Le président de l’UPA, Marcel Groleau, demande au prochain gouvernement fédéral de bonifier ses aides financières aux agriculteurs. Crédit photo : Courtoisie

AGRICULTURE. L’Union des producteurs agricoles (UPA) a dévoilé ses demandes aux partis fédéraux, le 23 août dernier. L’organisation demande notamment au prochain gouvernement d’augmenter l’ensemble des budgets consacrés à l’agroenvironnement.

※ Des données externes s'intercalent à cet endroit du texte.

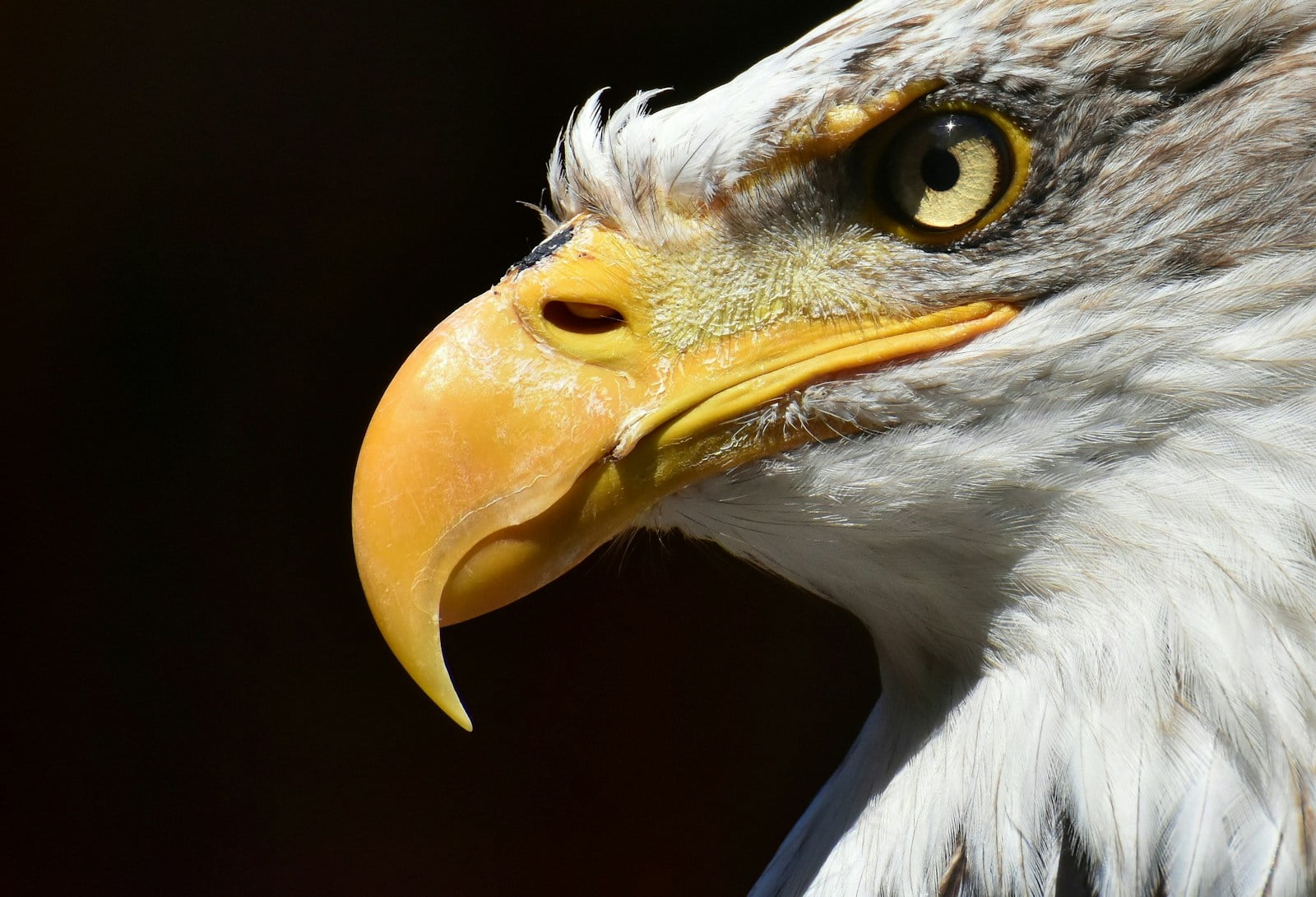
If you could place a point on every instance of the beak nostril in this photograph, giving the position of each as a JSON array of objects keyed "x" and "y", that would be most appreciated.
[{"x": 583, "y": 316}]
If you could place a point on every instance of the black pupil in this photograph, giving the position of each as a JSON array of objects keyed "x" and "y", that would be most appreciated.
[{"x": 938, "y": 169}]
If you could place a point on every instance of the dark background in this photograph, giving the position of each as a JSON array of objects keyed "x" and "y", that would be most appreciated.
[{"x": 227, "y": 225}]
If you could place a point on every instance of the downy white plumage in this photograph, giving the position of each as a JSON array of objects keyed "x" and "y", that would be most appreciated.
[{"x": 1083, "y": 543}]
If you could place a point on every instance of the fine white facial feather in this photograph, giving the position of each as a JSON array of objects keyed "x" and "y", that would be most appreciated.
[{"x": 1083, "y": 543}]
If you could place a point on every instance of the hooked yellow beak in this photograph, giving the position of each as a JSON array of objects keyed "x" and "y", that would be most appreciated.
[{"x": 543, "y": 418}]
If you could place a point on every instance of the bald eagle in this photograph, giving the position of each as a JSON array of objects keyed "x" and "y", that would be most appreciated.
[{"x": 993, "y": 322}]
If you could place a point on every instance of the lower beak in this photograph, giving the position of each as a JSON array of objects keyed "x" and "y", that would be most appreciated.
[{"x": 544, "y": 418}]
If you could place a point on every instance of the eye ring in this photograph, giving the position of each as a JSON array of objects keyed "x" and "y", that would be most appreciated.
[{"x": 941, "y": 171}]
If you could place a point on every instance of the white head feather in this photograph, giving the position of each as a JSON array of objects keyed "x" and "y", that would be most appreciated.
[{"x": 1083, "y": 543}]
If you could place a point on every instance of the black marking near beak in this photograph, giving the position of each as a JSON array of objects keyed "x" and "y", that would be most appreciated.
[{"x": 545, "y": 249}]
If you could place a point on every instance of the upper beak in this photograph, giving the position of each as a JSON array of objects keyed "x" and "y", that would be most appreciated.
[{"x": 546, "y": 415}]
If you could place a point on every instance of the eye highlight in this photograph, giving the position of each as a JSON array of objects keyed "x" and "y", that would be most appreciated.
[{"x": 940, "y": 173}]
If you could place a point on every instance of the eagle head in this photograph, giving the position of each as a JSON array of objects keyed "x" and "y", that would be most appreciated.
[{"x": 990, "y": 320}]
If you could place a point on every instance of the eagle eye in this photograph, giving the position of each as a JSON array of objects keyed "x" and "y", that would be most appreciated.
[{"x": 940, "y": 173}]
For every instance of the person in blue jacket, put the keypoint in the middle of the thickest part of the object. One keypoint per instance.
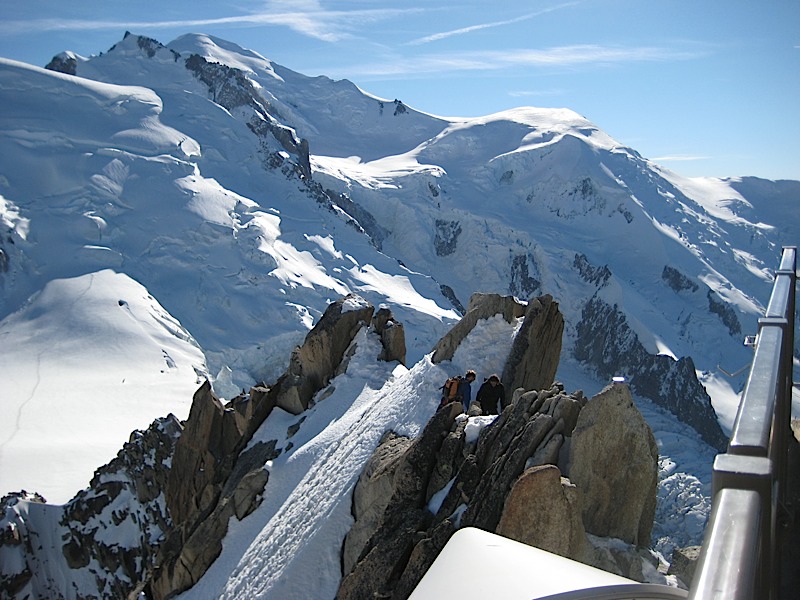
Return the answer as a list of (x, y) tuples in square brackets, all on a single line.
[(464, 392)]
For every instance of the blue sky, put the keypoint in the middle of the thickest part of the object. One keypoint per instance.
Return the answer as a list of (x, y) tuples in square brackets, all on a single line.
[(704, 87)]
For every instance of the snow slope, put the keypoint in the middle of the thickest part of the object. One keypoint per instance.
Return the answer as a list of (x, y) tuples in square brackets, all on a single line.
[(84, 363), (149, 236)]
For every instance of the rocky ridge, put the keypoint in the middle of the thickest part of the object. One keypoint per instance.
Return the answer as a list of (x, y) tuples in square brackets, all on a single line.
[(153, 520)]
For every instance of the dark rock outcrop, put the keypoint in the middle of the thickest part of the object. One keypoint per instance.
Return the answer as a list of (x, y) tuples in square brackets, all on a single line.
[(508, 482), (481, 306), (313, 364), (607, 343), (533, 360), (619, 491)]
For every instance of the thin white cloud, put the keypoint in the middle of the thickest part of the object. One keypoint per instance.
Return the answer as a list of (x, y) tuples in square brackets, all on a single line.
[(495, 60), (679, 158), (465, 30), (305, 17), (535, 93)]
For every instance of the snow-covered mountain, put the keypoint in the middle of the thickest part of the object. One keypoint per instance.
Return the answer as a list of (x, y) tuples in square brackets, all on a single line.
[(172, 213)]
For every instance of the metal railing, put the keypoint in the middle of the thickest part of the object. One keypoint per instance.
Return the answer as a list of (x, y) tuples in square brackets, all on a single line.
[(739, 559)]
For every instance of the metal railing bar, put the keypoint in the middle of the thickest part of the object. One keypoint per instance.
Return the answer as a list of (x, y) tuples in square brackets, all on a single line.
[(752, 428), (728, 567)]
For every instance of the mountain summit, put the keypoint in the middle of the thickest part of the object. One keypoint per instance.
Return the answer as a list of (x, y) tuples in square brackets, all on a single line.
[(186, 212)]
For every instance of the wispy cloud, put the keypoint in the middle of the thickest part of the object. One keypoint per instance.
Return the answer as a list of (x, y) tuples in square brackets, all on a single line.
[(465, 30), (306, 17), (535, 93), (497, 60), (679, 158)]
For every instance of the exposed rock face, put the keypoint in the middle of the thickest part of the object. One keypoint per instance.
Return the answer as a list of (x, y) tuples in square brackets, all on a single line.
[(232, 89), (414, 494), (684, 562), (175, 487), (607, 342), (508, 481), (619, 491), (393, 337), (533, 360), (126, 495), (481, 306), (313, 364), (552, 521)]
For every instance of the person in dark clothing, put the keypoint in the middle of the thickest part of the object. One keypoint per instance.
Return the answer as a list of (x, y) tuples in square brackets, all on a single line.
[(464, 392), (491, 395)]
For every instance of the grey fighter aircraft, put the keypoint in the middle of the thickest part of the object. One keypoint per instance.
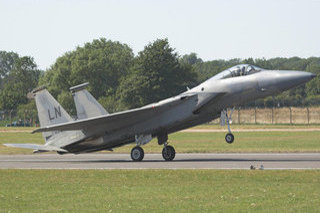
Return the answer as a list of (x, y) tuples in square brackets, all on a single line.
[(95, 129)]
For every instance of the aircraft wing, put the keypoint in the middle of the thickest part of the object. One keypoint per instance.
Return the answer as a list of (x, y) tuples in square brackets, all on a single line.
[(37, 147), (120, 119)]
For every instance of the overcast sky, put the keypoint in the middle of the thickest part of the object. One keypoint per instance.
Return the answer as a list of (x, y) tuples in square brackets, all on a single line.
[(46, 29)]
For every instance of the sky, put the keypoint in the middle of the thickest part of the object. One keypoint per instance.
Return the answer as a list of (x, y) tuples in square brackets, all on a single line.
[(225, 29)]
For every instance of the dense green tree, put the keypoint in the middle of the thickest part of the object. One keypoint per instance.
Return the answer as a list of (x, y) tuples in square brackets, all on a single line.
[(22, 78), (190, 59), (156, 74), (101, 63), (7, 61)]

Par Érick Deschênes - Collaboration spéciale

Pour ce faire, l’UPA croit qu’Ottawa devrait, entre autres, créer un nouveau programme Agri-vert. Avec ce dernier, le gouvernement fédéral rémunérerait les producteurs qui respecteront les exigences environnementales ou qui adopteront des pratiques inhérentes à l’agriculture durable. La rétribution serait assurée par des paiements directs annuels versés aux agriculteurs en mesure de démontrer qu’ils satisfont aux exigences environnementales du programme.

«Le soutien gouvernemental canadien en agroenvironnement est moins élevé que celui de nos principaux compétiteurs internationaux. Pourtant, les attentes sociétales sont de plus en plus fortes. Le gouvernement canadien doit en faire plus, d’autant plus que la plupart des pratiques agricoles bénéfiques pour l’environnement et la société entraînent des coûts qu’il est impossible de transférer aux marchés, ce qui constitue un risque supplémentaire pour nos entreprises agricoles», a expliqué le président général de l’UPA, Marcel Groleau.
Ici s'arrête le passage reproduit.